I've posted a couple of pics and would appreciate any info. I'm not asking for a value - I know this used to be a taboo - but I just want to describe it honestly and accurately if and when I decide to let it go.

Thanks in advance.


----------



## scottswatches (Sep 22, 2009)

M4 is 1964, and it has the earlier, back set movement so I don't see any issues with that.
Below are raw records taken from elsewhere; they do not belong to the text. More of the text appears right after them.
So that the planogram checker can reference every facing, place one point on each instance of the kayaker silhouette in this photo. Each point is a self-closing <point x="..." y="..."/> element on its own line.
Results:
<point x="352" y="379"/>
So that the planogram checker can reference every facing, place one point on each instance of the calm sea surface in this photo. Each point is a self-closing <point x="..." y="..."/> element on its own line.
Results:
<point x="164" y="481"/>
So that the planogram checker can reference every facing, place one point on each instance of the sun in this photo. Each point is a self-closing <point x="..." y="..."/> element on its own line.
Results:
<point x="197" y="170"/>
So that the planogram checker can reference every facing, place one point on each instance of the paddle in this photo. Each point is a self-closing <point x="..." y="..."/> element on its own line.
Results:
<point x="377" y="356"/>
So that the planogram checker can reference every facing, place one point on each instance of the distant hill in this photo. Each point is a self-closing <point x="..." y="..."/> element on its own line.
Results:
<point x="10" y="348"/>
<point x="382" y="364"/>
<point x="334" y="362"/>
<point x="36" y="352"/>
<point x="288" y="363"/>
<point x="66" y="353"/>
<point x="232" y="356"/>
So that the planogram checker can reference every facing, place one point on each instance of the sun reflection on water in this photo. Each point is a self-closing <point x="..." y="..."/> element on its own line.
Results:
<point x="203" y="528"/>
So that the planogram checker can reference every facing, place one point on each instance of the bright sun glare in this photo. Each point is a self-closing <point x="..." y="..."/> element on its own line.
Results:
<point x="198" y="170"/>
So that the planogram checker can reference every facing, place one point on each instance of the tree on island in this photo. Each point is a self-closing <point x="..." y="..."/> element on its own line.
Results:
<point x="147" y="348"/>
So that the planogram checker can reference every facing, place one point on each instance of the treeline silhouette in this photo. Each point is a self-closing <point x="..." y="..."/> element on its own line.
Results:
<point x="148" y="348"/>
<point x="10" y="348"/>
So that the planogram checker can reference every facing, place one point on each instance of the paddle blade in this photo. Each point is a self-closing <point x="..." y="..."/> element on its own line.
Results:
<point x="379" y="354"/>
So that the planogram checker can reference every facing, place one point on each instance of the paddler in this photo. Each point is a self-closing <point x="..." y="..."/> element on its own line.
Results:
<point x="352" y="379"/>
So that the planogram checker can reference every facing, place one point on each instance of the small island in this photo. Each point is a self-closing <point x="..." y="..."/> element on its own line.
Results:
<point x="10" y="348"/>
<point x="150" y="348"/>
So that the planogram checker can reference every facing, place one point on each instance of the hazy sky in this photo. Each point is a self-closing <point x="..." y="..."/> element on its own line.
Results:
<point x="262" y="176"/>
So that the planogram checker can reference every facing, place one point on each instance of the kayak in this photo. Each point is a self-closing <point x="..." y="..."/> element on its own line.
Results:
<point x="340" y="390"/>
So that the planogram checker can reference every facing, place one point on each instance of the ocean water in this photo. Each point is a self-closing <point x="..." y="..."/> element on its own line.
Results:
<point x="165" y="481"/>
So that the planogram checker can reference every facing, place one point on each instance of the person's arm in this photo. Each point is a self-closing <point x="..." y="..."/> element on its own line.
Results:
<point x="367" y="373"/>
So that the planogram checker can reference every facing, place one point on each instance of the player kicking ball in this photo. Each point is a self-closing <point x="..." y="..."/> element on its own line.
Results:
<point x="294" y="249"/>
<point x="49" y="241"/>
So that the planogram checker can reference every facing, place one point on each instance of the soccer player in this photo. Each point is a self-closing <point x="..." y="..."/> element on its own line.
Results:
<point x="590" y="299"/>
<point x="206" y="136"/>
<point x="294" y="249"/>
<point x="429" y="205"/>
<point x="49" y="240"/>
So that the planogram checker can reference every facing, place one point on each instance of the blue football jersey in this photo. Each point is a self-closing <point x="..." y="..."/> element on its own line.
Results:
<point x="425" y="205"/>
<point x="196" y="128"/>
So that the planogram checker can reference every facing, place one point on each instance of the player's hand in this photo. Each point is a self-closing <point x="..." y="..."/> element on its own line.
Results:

There are a lot of conversions so you will need to do more investigation to if yours is original or a conversion. Start here for list of known spaceview case numbers

http://members.iinet.net.au/~fotoplot/accsvc.htm

It's a good looking watch, but values on here are still a no no. eBay sold prices are the best resource


----------



## spaceslug (Dec 3, 2011)

That's very useful, thanks. I'll have to have the back off and take a look.


----------



## RoddyJB (May 11, 2008)

Now that looks like a Spaceview I could wear. :yes:

It seems bigger the the atypical Spaceview I once coveted. Finally bought one, received it & put in on my wrist then almost immediately sold it as it was just too small...


----------



## Bcasecollector (Oct 2, 2017)

spaceslug said:


> Hi Folks
> 
> I have what appears to be a 214 Spaceview with a TV style case, referenced as 214H N3 on the very informative Electric Watches web site. I believe this model dates from the early mid 70s, but I have noticed that the case is stamped with the code M4 which I'm given to understand dates it to 1964. Surely this can't be right? I am aware that there have been a number of Spaceview conversions over the years and was wondering if this may be one of them? The bracelet looks right to me, but I'm not sure about the clasp which I think mike be a repro.
> 
> ...


 That particular designed Swiss Spaceview would not have been produced in 1964 so even though it has a 1964 dated Swiss caeback, that is not the original caseback to that watch. Those watches came out around 1969 and later. And if the movement is stamped 214H then you have an altered movement because that movement is not hacked either. That particular case would be a legit Spaceview case but it appears that it has had some 'mix and match' repair work done to it at some point.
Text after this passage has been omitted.